Criminal people-smugglers in Calais have gloated that the British government’s efforts to clamp down on illegal boat immigration have only served to further line their pockets with cash from desperate migrants.

Despite the British taxpayer forking out some £33.6 million on increasing border controls on the French side of the English Channel, the waves of boat migrants landing on British shores has only continued to increase, with as many as 25,000 projected to reach the United Kingdom this year.

Zoran, a Kurdish people-smuggler who operated in Dunkirk until last year, told The Guardian: “Smugglers know everything about security on the border, that is their job. So when security gets worse, smugglers just get cleverer and more powerful… Some were even working with the police. You could get away with anything if you worked with the police.”

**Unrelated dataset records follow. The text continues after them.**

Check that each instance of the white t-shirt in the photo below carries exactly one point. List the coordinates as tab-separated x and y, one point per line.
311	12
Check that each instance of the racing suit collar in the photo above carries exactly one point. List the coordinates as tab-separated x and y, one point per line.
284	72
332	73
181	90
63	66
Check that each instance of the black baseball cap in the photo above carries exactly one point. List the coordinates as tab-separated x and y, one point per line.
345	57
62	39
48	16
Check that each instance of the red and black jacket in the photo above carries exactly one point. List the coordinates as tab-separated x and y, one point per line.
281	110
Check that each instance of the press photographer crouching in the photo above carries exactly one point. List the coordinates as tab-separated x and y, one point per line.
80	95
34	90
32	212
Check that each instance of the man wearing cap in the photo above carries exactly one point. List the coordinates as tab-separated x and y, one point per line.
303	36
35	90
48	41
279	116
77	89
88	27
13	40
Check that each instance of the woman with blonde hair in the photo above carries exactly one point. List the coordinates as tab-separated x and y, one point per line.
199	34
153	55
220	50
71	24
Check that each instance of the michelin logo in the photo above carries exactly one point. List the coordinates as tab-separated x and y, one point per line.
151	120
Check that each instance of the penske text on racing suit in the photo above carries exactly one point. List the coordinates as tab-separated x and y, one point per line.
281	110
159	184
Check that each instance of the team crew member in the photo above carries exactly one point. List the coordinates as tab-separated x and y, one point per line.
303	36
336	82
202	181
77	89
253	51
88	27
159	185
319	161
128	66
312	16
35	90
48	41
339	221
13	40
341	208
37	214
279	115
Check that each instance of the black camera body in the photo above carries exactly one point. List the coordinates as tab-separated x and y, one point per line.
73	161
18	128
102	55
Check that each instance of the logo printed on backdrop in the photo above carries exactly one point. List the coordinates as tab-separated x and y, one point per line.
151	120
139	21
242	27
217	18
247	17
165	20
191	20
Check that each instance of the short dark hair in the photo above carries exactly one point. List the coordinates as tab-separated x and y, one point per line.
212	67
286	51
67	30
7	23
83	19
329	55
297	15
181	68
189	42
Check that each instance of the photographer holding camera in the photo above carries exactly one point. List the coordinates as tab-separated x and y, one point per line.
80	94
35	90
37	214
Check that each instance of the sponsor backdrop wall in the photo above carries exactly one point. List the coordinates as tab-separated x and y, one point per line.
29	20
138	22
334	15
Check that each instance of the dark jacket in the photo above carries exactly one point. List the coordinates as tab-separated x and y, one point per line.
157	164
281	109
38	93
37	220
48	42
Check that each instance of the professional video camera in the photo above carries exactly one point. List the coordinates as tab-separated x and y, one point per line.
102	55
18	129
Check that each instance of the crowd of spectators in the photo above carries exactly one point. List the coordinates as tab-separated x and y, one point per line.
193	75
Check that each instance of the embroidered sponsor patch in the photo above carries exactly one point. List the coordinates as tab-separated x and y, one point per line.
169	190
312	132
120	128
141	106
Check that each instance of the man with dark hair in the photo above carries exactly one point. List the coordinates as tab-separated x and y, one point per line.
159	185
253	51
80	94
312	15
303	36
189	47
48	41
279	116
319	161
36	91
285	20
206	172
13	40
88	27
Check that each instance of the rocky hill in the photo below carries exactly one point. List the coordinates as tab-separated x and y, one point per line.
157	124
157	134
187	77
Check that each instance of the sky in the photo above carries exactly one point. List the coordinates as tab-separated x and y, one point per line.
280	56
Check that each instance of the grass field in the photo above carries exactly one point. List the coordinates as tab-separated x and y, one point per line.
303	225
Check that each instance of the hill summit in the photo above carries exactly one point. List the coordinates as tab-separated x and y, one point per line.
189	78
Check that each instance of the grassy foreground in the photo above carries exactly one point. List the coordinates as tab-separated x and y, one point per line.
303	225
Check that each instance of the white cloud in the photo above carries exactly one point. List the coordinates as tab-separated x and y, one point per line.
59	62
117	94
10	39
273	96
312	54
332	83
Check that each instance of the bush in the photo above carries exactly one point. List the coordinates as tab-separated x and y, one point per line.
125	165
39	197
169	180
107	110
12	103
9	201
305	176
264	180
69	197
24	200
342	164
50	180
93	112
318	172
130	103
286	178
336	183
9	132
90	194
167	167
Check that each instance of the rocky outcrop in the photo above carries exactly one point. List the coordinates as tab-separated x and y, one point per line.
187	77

He went to say that he left the vicious trade because “the violence is getting worse and worse because the mafias just get more powerful,” adding: “It became too much for me.”

Zoran says his job became ever more lucrative as security between England and Calais increased: “The bosses charged just a few hundred euros in 2014, but when I left it was four [or] five grand for the same lorry crossing.”

Another former trafficker said that the nearly £100 million spent by British taxpayers on increased security in the Calais area has only served to secure the dominance of the mafia gangs, which have largely overtaken the people-smuggling trade.

“Prices went up with each new bout of security spending,” he said. “A growing obstacle course on the border made crossing alone impossible for migrants. This attracted mafia groups who studied the controls and found ways around them, knowing what desperate people would pay for these ways.

“We thank your government for our full pockets,” he boasted.

It is estimated that there are approximately 100 separate people-smuggling gangs currently operating in France. Those migrants who are too destitute to pay off the mafia cartels which control the people-smuggling trade often are forced into pacts that see them serve as slave labourers once they reach Britain to pay back their debt.

According to a report from the Centre for Social Justice last July,  there were at least 100,000 people in Britain working in slave-like conditions, with an estimated 10,000 working in the textile industry in Leicester, alone.

One migrant, who is currently attempting to reach the United Kingdom by boat illegally and has been drafted by the mafia smugglers, said that his phone battery was drained because he was watching YouTube videos on how to assemble rubber dinghies properly.

“I want to join my brother for asylum in the UK, but I have to work for smugglers because I don’t have enough money to pay for the crossing,” he said.

“They hide boat parts on the beaches for me to assemble at night, but I’m so scared– – if I mess it up, children could drown on the boat.”

A Kurdish asylum seeker in Britain who paid smugglers £3,500 last year to reach the country by boat added: “It’s a kind of slavery. Poor refugees work as house servants for smugglers; women sell their bodies; others are made to be lookouts or drivers, and can then be arrested and thrown in jail… I think the security controls are only helping smugglers, not anyone else.”

In March, Home Secretary Priti Patel was reported to be considering introducing “life” sentences for convicted people-smugglers, including for low-level operatives.

The proposal came as a part of her plan to slow the tide of illegal migration to post-Brexit Britain, including blocking migrants who enter the country illegally from obtaining citizenship or from applying for ‘leave to remain’ status.

The government has so far failed to reach an agreement with the European Union or any individual EU member-state on the deportation of illegal migrants.

There has also been little appetite to simply send migrants back to France once they are adrift in British waters, despite similar efforts taken by Australia all but eliminating illegal boat migration.